GALVESTON, Texas (CN) - A Little League umpire approved an "unlicensed" and "altered" metal bat that sent a wicked line drive into a pitcher's skull, the boy's parents claim in court.
Emmett Parsutt Sr. and Elena Parsutt sued League City Little League Inc. and Little League Inc. on behalf of their son Emmett Parsutt Jr., in Galveston County Court.
They claim that after their son was injured, a parent took the bat, locked it in his car, and refused to turn it over.
"Little League Baseball Company has a worldwide presence," the complaint states. "It has headquarters in Texas, California, Connecticut, Pennsylvania, Indiana, Georgia, Hong Kong, Canada, Poland and Puerto Rico. Each summer, thousands of baseball players set out to accomplish childhood glory at the Little League World Series held in Williamsport, Pennsylvania.

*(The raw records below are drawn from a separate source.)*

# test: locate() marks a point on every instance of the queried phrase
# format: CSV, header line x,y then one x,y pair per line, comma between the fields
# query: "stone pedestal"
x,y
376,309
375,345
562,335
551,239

"The core of a Little League game is the same as a Major League game. It is baseball. The pitcher pitches; the batter hits; the team with the most runs at the end of the game wins. There are some inherently different aspects of Little League games that make them unique though: the pitchers' mounds are closer in proximity to the hitters, and hitters use licensed metal, not wooden, baseball bats. For the safety of the children and to protect the integrity of the game, unlicensed (or altered) bats are strictly prohibited under Little League Baseball Company rules.
"One Texas team vying for a spot in Williamsport this year is the twelve year old League City All-Stars. The team is comprised of the top players who regularly compete in the League City Little League. League City Little League is chartered by Little League Baseball Company.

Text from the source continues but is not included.